これは陶磁器の原料となる土をそのまま掘り出してきて、糸を通し、土の色を糸に写す仕掛けです。糸は見てもわからないくらいゆっくりと動き、やがて壁に設置されている糸がグラデーションの模様を描き出します。自然が地層を形成するのに比べれば早いですが、作為のないシンプルなやり方で、時間をかけてしか表現できない美もこの世にあります。


 

S08 アドリアン・ビシャル・ロハス  (旧瀬戸市立深川小学校)

 

廃校となった小学校を使った作品。中に入ると1階を全部使い切って壁、天井、窓と一面に絵が描かれています。

 

 

 

 

描かれているものは様々ですが、人類が誕生する以前の地球の姿を彷彿とさせる絵柄が多かったように思います。 


 

一方で、学校の内部を錯視的に処理したトリックアート的な絵もあり学校が別の世界とつながってしまったような、空間を創り出しています。



S06 panpanya   (松千代館)

 

panpanyaは漫画家です。緻密な画風、作風で、今回瀬戸市に丹念に取材し、その歴史と文化を紹介する漫画を描きあげました。松千代館はもと旅館。1階にその漫画が展示されていて読むことができます。また、漫画の一場面が瀬戸市のまちなかのあちこちにも展示されています。



S05 メイサ・アブダラ  (瀬戸市新世紀工芸館)

 

かなり、個人的な妄想に近いイメージを描くアーティストです。生まれている子供は恐竜。この後、子供を育ててゆく絵が続き、最後は大きく成長した恐竜に自身が喰われてしまいます。作者は子供を産むことに罪悪感を持っているそうで、その強迫観念をそのままカタチにしています。

 何も知らずにこの絵を見るといろいろな解釈が可能で、それが展示されている理由でしょう。



 

 

S01    佐々木類  (旧日本鉱泉)


銭湯を使ったインスタレーションです。屋内は窓を塞ぎ照明を落とした暗い空間で、とても綺麗でした。

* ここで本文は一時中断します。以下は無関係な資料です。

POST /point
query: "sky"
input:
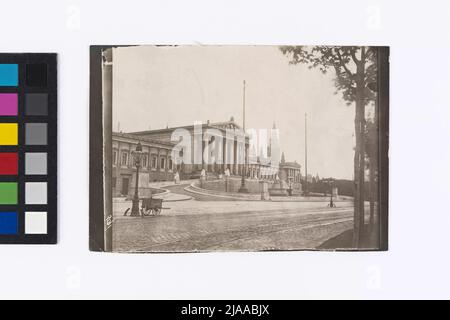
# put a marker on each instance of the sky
(155, 87)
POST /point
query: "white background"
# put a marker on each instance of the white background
(418, 262)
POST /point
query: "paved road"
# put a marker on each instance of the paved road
(180, 190)
(231, 225)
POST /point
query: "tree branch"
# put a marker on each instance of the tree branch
(341, 62)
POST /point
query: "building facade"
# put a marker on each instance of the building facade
(160, 149)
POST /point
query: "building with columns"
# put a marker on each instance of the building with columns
(159, 150)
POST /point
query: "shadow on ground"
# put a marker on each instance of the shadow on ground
(344, 240)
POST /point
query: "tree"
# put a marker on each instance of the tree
(355, 68)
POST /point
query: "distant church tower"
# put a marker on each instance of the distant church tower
(269, 146)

ガラスに封じこめられた植物は何を意味するのでしょうか。この地の歴史に重ねる時、守るべきものが何だったのか、心に留めておくために展示していると思います。



 

S02    ミネルバ・クエバス (瀬戸市美術館)

 

大きいです。吹き抜けの屋内、2階の天井まで届く高さ。焼き物によるレリーフです。メキシコ人のアーティストが、日本のモチーフを集めて制作しました。

 

 

S03 シィエハ・アル・マズロー

 

使われていない噴水に、大理石で制作した波をあしらった作品です。写真で見るといい感じです。現地では、黒くて建物に馴染んでしまいアート作品と気づかないくらい目立っていませんでした。

 



 

瀬戸市美術館で写真展が開催されていました。瀬戸市がまだ山を削って土を掘り出し陶磁器を大量に生産していた時のものです。

 

臼井薫



東松照明



東松照明


当時の生活をよく伝える良い写真が多く見ていて飽きませんでした。

 



こちら瀬戸市美術館のあった瀬戸市文化センターです。見ての通り、あまり人がいませんでした。たまたま今日がそうなのか、今回はいつぞやと違い話題になっていないのか。芸術祭も日本各地で開催され飽和状態なので派手な話題がないと人は動かないのか、今年は大阪万博でお腹いっぱいになってしまったのか。


少しテーマがわかりにくいとは思いました。しかし、内容は世界の情勢をふまえた示唆に富む作品が多く、とても良かったです。私の感想は見て損のない芸術祭でした。